When analysing multiple time series that may be subject to changepoints, it is sometimes possible to specify a priori, by means of a graph, which pairs of time series are likely to be impacted by simultaneous changepoints. This article proposes an informative prior for changepoints which encodes the information contained in the graph, inducing a changepoint model for multiple time series that borrows strength across clusters of connected time series to detect weak signals for synchronous changepoints. The graphical model for changepoints is further extended to allow dependence between nearby but not necessarily synchronous changepoints across neighbouring time series in the graph. A novel reversible jump Markov chain Monte Carlo (MCMC) algorithm making use of auxiliary variables is proposed to sample from the graphical changepoint model.
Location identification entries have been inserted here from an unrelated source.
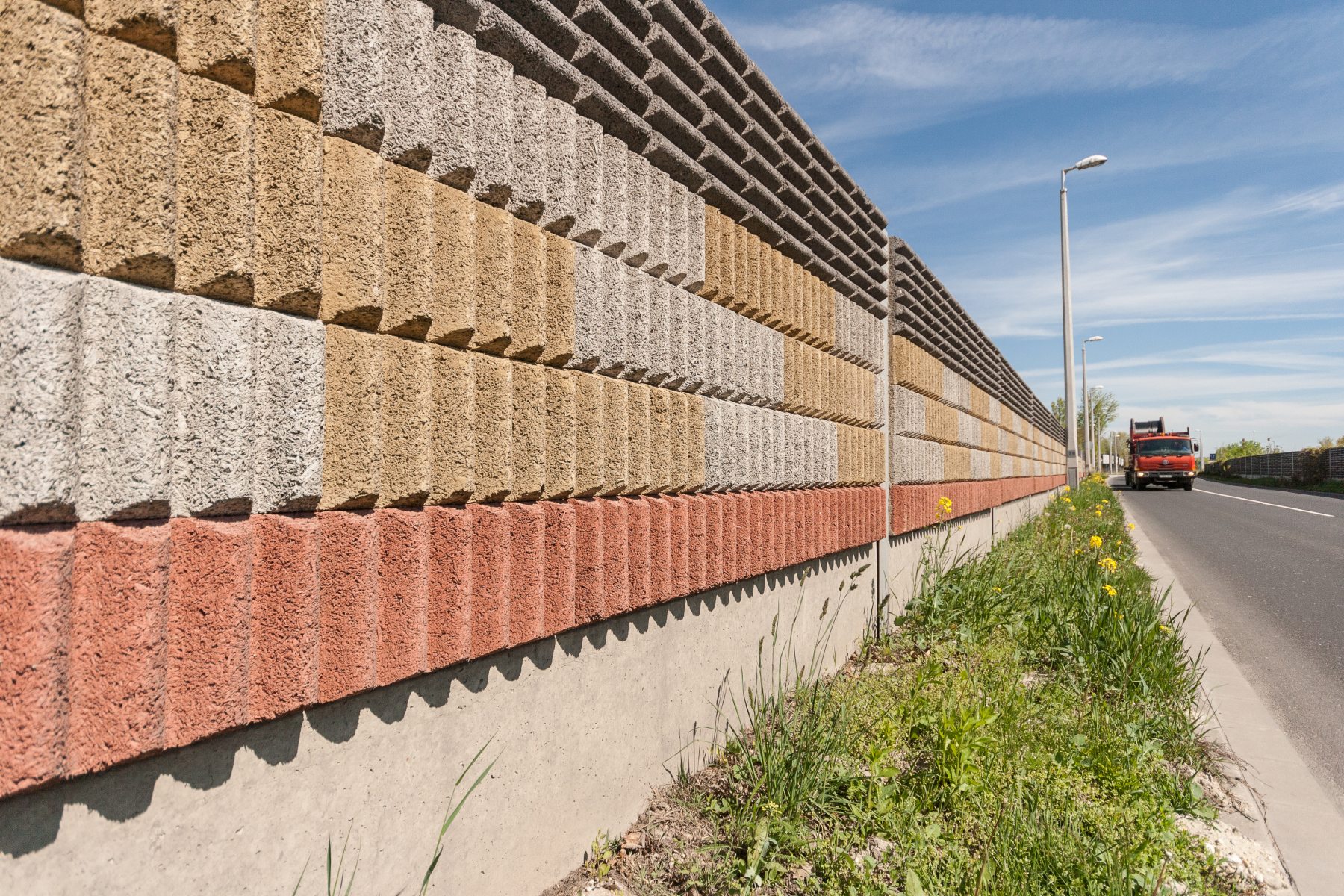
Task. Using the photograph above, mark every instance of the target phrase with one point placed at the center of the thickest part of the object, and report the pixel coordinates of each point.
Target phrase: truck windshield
(1163, 447)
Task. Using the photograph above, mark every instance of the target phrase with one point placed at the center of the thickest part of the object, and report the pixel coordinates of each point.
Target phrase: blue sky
(1209, 252)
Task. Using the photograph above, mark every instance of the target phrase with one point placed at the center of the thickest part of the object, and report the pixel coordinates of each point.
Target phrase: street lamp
(1089, 454)
(1070, 401)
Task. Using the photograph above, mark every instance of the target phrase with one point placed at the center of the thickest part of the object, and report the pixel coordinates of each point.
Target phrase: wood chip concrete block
(589, 442)
(352, 72)
(352, 429)
(409, 255)
(125, 381)
(588, 179)
(494, 129)
(217, 40)
(288, 214)
(40, 379)
(129, 188)
(453, 276)
(408, 75)
(561, 167)
(354, 217)
(289, 57)
(559, 433)
(42, 146)
(494, 280)
(527, 433)
(452, 426)
(211, 408)
(215, 190)
(288, 388)
(529, 314)
(146, 23)
(453, 108)
(527, 195)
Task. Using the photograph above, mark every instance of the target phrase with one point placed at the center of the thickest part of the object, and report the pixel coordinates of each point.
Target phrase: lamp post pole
(1070, 396)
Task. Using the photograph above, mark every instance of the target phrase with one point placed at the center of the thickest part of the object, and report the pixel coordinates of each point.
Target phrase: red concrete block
(491, 555)
(527, 573)
(208, 595)
(730, 538)
(616, 558)
(680, 566)
(558, 588)
(282, 645)
(698, 581)
(638, 514)
(402, 594)
(714, 541)
(660, 550)
(589, 576)
(119, 655)
(448, 595)
(35, 578)
(347, 571)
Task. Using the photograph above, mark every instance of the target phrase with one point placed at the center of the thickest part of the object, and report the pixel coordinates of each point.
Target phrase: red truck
(1159, 457)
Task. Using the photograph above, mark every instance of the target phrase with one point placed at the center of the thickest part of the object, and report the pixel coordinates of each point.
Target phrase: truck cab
(1160, 457)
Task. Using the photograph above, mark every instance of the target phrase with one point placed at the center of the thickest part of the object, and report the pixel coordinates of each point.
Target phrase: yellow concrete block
(452, 426)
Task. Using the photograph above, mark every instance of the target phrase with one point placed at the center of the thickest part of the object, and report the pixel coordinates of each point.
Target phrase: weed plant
(1018, 731)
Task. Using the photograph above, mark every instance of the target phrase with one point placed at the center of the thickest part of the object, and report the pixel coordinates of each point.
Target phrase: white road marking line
(1281, 507)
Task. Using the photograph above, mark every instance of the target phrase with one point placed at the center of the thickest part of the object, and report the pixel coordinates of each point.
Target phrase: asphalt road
(1270, 582)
The merit of the proposed approach is demonstrated through a changepoint analysis of computer network authentication logs from Los Alamos National Laboratory (LANL), demonstrating an improvement at detecting weak signals for network intrusions across users linked by network connectivity, whilst limiting the number of false alerts.

翻译：在分析可能受变点影响的多条时间序列时，有时可以通过图先验地指定哪些时间序列对可能同时受到变点的影响。本文提出了一种用于变点的信息先验，它编码了图中的信息，从而为多条时间序列构建了一个变点模型，该模型通过利用连接时间序列簇间的强度来检测同步变点的弱信号。该变点图模型进一步扩展，允许图中相邻时间序列之间距离较近但不一定同步的变点相互依赖。本文提出了一种新颖的、利用辅助变量的可逆跳跃马尔可夫链蒙特卡罗（MCMC）算法，用于从图变点模型中采样。通过对洛斯阿拉莫斯国家实验室（LANL）的计算机网络认证日志进行变点分析，展示了所提方法的优势，证明其在限制误报数量的同时，提高了对跨网络连通性连接用户间网络入侵弱信号的检测能力。